腰痛、頭痛、首の痛み ─ A様(36歳・女性)

老人と介護士10年前に介護のお仕事で患者さんを抱える動作でぎっくり腰をして以来、ずっと腰痛を繰り返しているAさんがお見えになりました。特に最近は、靴下を履く動作で腰に痛みが出ます。さらに立って後ろに反らすときと、仰向けで両膝を立てて左右に倒すときも同じような痛みが出ます。

首の痛みも慢性的で、特に上を向いたときに痛みが出ます。さらに頭痛もあり、なんと小学生の頃から繰り返して現在に至っているそうです。特に頭頂部とこめかみに痛みがあります。

施術

脚長差をみると、左足が約1cm短くなっています。これを骨盤ブロックで矯正。これで腰痛がまだ治ったわけではありませんが、先に他をみます。

僧帽筋が緊張しているので、筋膜リリースで緩める。第1胸椎の棘突起(手で触れられる背骨の隆起)が後方に出てきていたので、これを前方へ矯正。これで、上を向いた時の首の痛みは消えました。

頭痛に関しては、第2頚椎が左後方変位を起こしており、棘突起がやや右に変位していました。これが恐らく、いや間違いなく頭痛のメインの原因だと思われます。この第2頚椎を矯正すると、頭痛はほぼ取れました。あとは仕上げに軽く頭蓋の調整と頭部と頚部の筋膜をリリースしました。

腰痛の施術

ここから主訴である腰痛の施術に入ります。最近では腰痛の施術は「動体療法」をメインで使っています。動体療法は、キネシオロジーを応用したテクニックで、筋反射や経穴(ツボ)を使って施術したり、あるいは筋膜リリースを発展させたような施術方法まであります。筋骨格系の問題ならほとんど即効的に改善させることが可能です。

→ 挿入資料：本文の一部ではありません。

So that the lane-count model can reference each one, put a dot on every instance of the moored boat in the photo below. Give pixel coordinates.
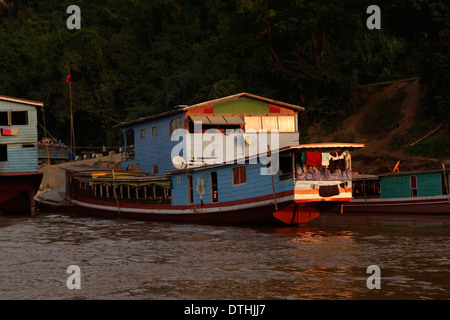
(239, 161)
(424, 191)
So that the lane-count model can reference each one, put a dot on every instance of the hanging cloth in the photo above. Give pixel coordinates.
(314, 159)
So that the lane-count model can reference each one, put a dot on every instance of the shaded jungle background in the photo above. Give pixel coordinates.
(135, 58)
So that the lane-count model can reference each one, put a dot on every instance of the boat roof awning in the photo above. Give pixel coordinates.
(216, 119)
(327, 146)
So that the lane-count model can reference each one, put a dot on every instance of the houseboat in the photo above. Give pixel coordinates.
(235, 159)
(401, 192)
(19, 176)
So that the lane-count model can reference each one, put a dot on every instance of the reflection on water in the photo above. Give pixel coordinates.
(123, 259)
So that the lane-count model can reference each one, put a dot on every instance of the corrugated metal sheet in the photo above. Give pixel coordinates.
(214, 119)
(21, 142)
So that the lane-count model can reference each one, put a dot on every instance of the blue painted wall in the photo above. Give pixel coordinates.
(22, 153)
(153, 150)
(399, 185)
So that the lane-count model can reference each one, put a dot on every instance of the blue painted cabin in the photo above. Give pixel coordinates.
(153, 147)
(414, 184)
(18, 135)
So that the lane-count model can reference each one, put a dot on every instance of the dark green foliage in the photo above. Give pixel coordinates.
(135, 58)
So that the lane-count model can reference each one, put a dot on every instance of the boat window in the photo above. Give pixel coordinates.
(444, 184)
(214, 187)
(270, 123)
(177, 123)
(253, 123)
(3, 153)
(286, 123)
(4, 118)
(413, 186)
(239, 175)
(190, 190)
(19, 117)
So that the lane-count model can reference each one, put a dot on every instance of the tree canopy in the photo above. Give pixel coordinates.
(135, 58)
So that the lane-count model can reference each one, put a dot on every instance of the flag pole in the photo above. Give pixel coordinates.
(72, 131)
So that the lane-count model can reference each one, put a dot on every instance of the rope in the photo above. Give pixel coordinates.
(46, 147)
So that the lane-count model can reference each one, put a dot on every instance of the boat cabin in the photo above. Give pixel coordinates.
(18, 135)
(210, 132)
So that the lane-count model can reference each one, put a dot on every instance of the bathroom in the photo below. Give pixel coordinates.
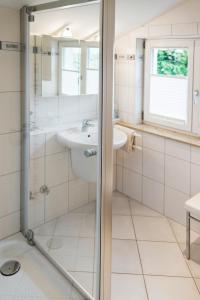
(100, 150)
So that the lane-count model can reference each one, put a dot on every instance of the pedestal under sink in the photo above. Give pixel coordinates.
(84, 146)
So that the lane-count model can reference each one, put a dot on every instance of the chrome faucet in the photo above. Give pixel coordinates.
(86, 124)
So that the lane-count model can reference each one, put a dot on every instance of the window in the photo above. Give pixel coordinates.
(71, 70)
(168, 83)
(79, 71)
(92, 71)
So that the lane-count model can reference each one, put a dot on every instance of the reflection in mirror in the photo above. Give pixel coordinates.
(65, 66)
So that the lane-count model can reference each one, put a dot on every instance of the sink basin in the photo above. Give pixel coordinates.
(74, 138)
(84, 146)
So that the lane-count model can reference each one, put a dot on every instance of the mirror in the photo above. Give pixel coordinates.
(65, 66)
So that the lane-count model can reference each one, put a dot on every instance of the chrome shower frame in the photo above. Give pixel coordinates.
(105, 165)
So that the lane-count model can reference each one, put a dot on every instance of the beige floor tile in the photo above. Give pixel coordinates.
(122, 227)
(153, 229)
(180, 232)
(125, 258)
(171, 288)
(194, 262)
(161, 258)
(128, 287)
(137, 209)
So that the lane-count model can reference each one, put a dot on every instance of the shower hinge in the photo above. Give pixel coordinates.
(11, 46)
(29, 235)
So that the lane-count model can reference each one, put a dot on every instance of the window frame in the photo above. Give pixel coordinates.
(83, 45)
(154, 119)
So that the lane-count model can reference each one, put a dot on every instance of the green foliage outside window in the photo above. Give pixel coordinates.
(173, 62)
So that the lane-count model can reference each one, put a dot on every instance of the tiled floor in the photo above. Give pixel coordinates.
(70, 240)
(148, 260)
(37, 278)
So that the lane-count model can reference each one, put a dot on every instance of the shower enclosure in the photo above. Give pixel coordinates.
(67, 138)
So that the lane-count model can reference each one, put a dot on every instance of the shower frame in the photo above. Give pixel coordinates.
(105, 163)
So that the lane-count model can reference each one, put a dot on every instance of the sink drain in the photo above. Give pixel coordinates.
(10, 268)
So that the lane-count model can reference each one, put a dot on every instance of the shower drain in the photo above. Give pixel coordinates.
(10, 268)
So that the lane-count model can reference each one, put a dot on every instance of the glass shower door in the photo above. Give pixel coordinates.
(64, 150)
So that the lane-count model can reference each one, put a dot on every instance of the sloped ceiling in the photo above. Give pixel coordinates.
(129, 14)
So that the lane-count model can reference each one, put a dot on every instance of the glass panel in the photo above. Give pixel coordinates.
(71, 58)
(93, 58)
(168, 97)
(63, 171)
(92, 81)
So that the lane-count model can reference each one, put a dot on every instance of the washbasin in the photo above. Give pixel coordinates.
(84, 146)
(75, 138)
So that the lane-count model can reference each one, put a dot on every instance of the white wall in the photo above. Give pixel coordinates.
(10, 98)
(165, 173)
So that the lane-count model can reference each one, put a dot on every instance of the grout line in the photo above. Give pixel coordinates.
(139, 254)
(187, 263)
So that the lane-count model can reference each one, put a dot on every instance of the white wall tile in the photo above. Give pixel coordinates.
(153, 164)
(9, 24)
(119, 178)
(10, 153)
(153, 194)
(36, 210)
(185, 29)
(120, 157)
(153, 142)
(10, 112)
(56, 169)
(160, 30)
(9, 225)
(37, 145)
(195, 155)
(133, 161)
(56, 202)
(68, 106)
(175, 204)
(78, 193)
(52, 144)
(10, 194)
(177, 174)
(37, 176)
(10, 71)
(195, 179)
(92, 191)
(177, 149)
(132, 185)
(114, 177)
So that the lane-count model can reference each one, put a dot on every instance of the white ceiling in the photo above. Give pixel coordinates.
(129, 15)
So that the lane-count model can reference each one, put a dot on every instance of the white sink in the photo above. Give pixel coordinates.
(74, 138)
(84, 146)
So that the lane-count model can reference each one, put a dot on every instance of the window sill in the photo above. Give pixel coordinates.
(167, 133)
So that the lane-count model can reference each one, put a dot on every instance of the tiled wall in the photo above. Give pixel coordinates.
(10, 96)
(51, 165)
(182, 21)
(162, 175)
(59, 110)
(165, 173)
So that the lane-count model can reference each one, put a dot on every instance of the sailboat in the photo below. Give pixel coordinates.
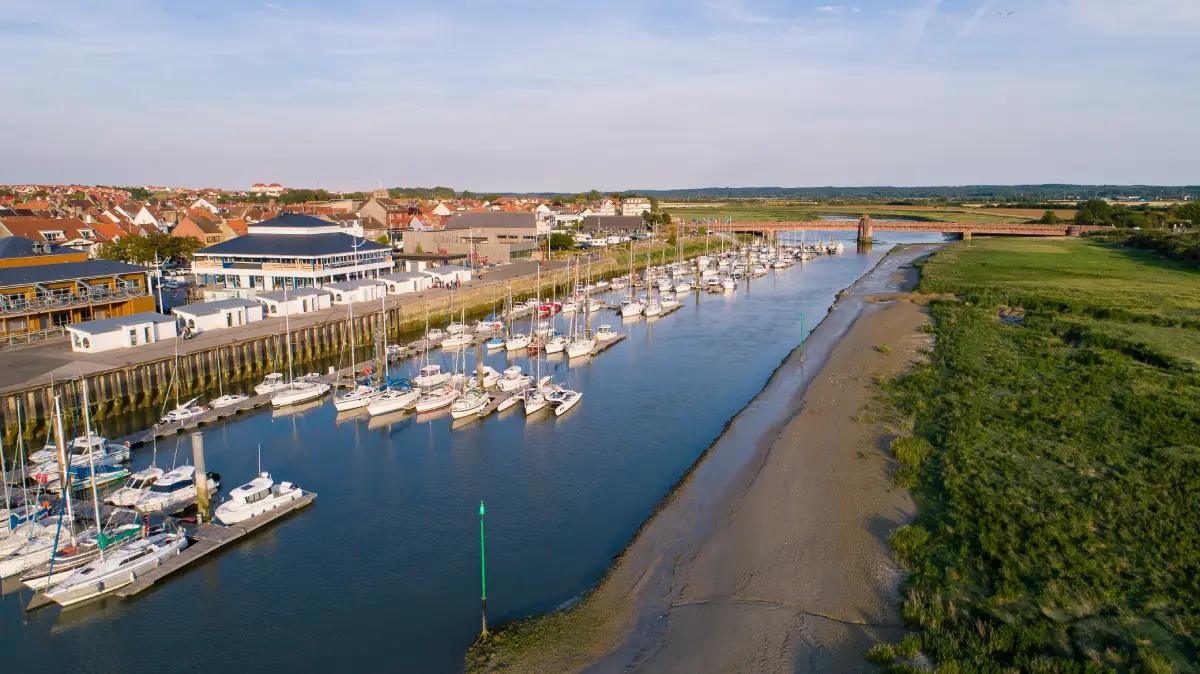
(225, 399)
(364, 393)
(295, 392)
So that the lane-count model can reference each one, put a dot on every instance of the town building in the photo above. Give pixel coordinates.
(358, 290)
(43, 287)
(291, 251)
(485, 238)
(299, 301)
(406, 282)
(202, 317)
(121, 332)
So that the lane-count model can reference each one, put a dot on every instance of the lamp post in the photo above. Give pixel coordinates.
(483, 570)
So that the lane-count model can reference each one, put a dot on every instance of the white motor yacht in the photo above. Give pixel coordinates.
(491, 378)
(519, 341)
(556, 344)
(118, 569)
(173, 492)
(137, 485)
(299, 392)
(431, 375)
(184, 411)
(437, 398)
(227, 399)
(360, 397)
(457, 341)
(255, 498)
(604, 334)
(394, 399)
(563, 399)
(472, 402)
(271, 383)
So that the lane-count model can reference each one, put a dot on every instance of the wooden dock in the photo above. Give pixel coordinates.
(201, 541)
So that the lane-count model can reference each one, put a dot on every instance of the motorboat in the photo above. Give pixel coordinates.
(255, 498)
(174, 491)
(437, 398)
(563, 399)
(604, 334)
(184, 411)
(580, 348)
(457, 341)
(118, 569)
(394, 399)
(631, 307)
(517, 342)
(271, 383)
(473, 401)
(431, 375)
(556, 344)
(227, 401)
(358, 398)
(137, 485)
(299, 392)
(491, 378)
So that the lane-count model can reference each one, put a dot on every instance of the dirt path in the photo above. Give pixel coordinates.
(772, 557)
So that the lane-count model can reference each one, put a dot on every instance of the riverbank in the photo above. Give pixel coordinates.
(771, 554)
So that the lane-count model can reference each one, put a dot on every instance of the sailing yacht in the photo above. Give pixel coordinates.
(117, 570)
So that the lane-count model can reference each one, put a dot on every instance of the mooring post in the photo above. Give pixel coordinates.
(202, 479)
(483, 570)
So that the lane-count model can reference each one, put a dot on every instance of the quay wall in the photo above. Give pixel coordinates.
(149, 385)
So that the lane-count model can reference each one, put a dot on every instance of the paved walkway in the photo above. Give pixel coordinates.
(34, 366)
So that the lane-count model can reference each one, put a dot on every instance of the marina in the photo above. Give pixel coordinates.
(412, 480)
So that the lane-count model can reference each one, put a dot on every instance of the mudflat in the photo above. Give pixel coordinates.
(783, 566)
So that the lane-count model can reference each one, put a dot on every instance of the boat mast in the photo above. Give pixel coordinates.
(63, 459)
(91, 463)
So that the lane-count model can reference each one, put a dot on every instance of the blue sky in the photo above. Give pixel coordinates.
(540, 95)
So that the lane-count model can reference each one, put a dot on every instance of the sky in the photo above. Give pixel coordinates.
(568, 96)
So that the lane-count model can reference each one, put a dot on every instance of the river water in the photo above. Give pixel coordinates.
(383, 571)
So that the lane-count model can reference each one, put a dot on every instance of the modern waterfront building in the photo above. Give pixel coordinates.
(202, 317)
(43, 287)
(291, 251)
(121, 332)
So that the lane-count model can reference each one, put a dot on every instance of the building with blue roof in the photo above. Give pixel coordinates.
(291, 251)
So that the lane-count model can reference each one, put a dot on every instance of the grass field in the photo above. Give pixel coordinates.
(1055, 457)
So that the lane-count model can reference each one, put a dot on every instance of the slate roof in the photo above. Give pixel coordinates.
(293, 245)
(111, 324)
(209, 308)
(65, 271)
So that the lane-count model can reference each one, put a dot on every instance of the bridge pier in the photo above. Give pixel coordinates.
(865, 230)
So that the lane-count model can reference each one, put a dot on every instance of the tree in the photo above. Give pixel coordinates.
(143, 250)
(559, 241)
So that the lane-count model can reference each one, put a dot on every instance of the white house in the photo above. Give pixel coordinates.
(449, 274)
(202, 317)
(406, 282)
(358, 290)
(121, 332)
(204, 204)
(299, 301)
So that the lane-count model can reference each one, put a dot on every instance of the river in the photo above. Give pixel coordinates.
(382, 572)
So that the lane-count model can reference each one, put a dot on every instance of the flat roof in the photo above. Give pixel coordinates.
(209, 308)
(111, 324)
(65, 271)
(294, 293)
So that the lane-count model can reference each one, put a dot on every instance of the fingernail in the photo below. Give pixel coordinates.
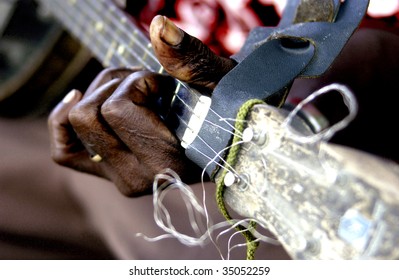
(70, 96)
(171, 34)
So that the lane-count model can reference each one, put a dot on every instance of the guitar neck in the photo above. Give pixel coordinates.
(116, 41)
(107, 31)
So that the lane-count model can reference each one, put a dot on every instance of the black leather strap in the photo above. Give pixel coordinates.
(268, 63)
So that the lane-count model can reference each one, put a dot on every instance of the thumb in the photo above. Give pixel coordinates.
(186, 57)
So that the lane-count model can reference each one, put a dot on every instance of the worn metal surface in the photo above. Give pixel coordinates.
(316, 11)
(322, 201)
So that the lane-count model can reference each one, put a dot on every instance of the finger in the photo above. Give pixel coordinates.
(128, 109)
(185, 57)
(107, 75)
(88, 124)
(66, 148)
(144, 88)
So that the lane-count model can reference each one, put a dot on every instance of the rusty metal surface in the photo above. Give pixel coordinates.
(322, 201)
(316, 11)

私は最近ではもっぱらカイロプラクティックの基本的な矯正と「動体療法」を併用して施術していますが、カイロと動体療法はかなり相性が良いです。それもそのはず、動体療法はAK(アプライド・キネシオロジー)というテクニックを応用した施術方法ですが、AKを開発したのはカイロプラクターですから、相性が良いのは当然なのです。

話がそれてしまいましたが、Aさんの腰痛に対して動体療法のテクニックを施すと、靴下を履く動作も、仰向けで両膝を立てて左右に倒す動作もすべて痛みなくできるようになりました。でも慢性ゆえに、最初は症状が少し戻ってしまうこともあるので、少なくとも4~5回くらいは間隔をかけずに通われることをお勧めしました。

現在3回お見えになりましたが、着実に改善しているようです。